This whole Covid-19 thing should have me waaaay more stressed than it does. I hate uncertainty. I like plans and routine. And all this hourly/daily change should have me in absolute knots.
But it doesn’t.
I mean, sure I’m concerned about the virus and being exposed. And potentially exposing others. I don’t want to get sick and definitely don’t want to die. But I’m strangely not anxious about it.
I’m washing my hands a ton. And disinfecting surfaces. And keeping distant (which, let’s be honest, isn’t that hard for me given that I’m a hermit.)
As I was going for a lunchtime walk the other day, I started to ruminate on why I’m not more stressed. And honestly, I think it’s because so many of the stress inducers in my life have effectively been eliminated as of late.
The stress of my job? Well, we are now doing virtual meetings, so I no longer have to sit in a room and listed to political and racist banter with people I hate. Stress of finding a new job?

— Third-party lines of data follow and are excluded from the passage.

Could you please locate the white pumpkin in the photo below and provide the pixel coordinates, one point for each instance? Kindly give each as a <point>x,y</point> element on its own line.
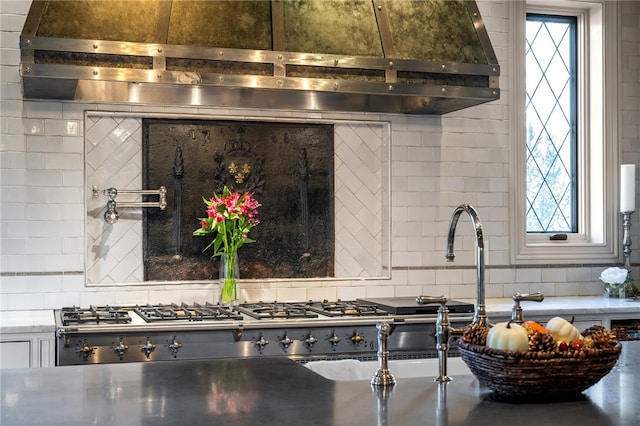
<point>563,330</point>
<point>508,336</point>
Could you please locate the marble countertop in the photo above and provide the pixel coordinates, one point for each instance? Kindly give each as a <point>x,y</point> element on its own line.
<point>551,306</point>
<point>42,321</point>
<point>278,391</point>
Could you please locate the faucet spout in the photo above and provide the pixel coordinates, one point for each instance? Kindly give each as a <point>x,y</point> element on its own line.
<point>480,315</point>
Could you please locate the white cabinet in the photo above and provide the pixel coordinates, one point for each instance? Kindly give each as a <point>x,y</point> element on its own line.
<point>26,350</point>
<point>27,339</point>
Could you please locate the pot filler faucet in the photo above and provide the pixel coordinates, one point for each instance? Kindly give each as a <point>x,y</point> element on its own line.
<point>444,331</point>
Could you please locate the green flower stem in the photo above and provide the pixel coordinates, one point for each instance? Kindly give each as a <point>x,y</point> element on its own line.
<point>229,291</point>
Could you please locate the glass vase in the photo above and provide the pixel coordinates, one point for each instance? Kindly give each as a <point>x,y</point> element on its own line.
<point>614,291</point>
<point>229,275</point>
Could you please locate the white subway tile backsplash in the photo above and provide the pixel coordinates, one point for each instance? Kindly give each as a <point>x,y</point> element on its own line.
<point>437,162</point>
<point>30,126</point>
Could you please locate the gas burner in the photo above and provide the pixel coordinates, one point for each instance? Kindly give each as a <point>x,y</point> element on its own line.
<point>95,315</point>
<point>262,310</point>
<point>346,308</point>
<point>184,312</point>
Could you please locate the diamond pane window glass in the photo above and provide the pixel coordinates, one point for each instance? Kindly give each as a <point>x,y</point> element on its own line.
<point>551,57</point>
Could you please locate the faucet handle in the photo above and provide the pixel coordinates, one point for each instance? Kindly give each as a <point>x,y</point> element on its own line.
<point>516,313</point>
<point>425,300</point>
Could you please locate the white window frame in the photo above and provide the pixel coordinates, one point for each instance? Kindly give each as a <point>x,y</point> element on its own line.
<point>598,149</point>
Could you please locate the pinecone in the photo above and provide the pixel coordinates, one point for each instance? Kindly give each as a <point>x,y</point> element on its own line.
<point>602,339</point>
<point>593,329</point>
<point>542,342</point>
<point>476,334</point>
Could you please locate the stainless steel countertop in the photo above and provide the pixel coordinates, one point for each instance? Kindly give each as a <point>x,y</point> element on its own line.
<point>275,391</point>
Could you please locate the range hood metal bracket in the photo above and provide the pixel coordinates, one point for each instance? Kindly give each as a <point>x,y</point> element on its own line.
<point>85,73</point>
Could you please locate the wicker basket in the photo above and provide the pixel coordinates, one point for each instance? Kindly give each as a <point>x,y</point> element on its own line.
<point>518,374</point>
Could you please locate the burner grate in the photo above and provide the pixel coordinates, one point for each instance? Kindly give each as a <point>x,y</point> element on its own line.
<point>262,310</point>
<point>185,312</point>
<point>345,308</point>
<point>94,315</point>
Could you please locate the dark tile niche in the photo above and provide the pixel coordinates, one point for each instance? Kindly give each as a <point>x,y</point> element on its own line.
<point>288,167</point>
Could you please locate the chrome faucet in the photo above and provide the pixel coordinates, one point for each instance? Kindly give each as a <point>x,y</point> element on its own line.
<point>383,376</point>
<point>480,315</point>
<point>444,333</point>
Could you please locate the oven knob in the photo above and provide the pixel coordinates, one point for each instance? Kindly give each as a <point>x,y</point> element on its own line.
<point>357,338</point>
<point>311,340</point>
<point>174,347</point>
<point>334,339</point>
<point>147,348</point>
<point>121,349</point>
<point>261,343</point>
<point>286,342</point>
<point>86,350</point>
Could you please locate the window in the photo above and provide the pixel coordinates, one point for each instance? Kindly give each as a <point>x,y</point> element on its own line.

I’ve had a good series of interviews and I’m hopeful about receiving an offer (although I’m comfortable if it doesn’t happen immediately given the current crisis).
Stress induced by music rehearsals, practicing music outside rehearsals, concerts, etc? (I had rehearsals for 2+ hours every Sunday, Monday, and Tuesday). Those are all cancelled or postponed. And with this is the elimination of having to memorize music, and being section leader, and striving to be note perfect.
There was also the stress of carving out time for the gym. I mean, I pay for the membership so I need to use it. And I also felt the pressure to work out 6 times per week to keep the lbs at bay. And also to work with a personal trainer. All that has been tabled for the time being too.
And then there was the Fear Of Missing Out on weekends. The constant feeling that I should be going to happy hours or out with friends to the bars to at least be somewhat social. But if I didn’t go, I was always besieged by thoughts of “What am I missing? I bet it could be fun, if only I got off this couch!” But of course, there are no events to go to right now.
So yeah. My time has freed up immensely. All the “need tos” and “have tos” and “get tos” are basically gone. I feel like I have time to breathe, to relax. Time to reflect and count my blessings— of which I have many. And to really focus on Buddhism again.
I’m focusing on what I can control, and letting all the rest be. My wish for you all is that you may experience some peace in this time of uncertainty too.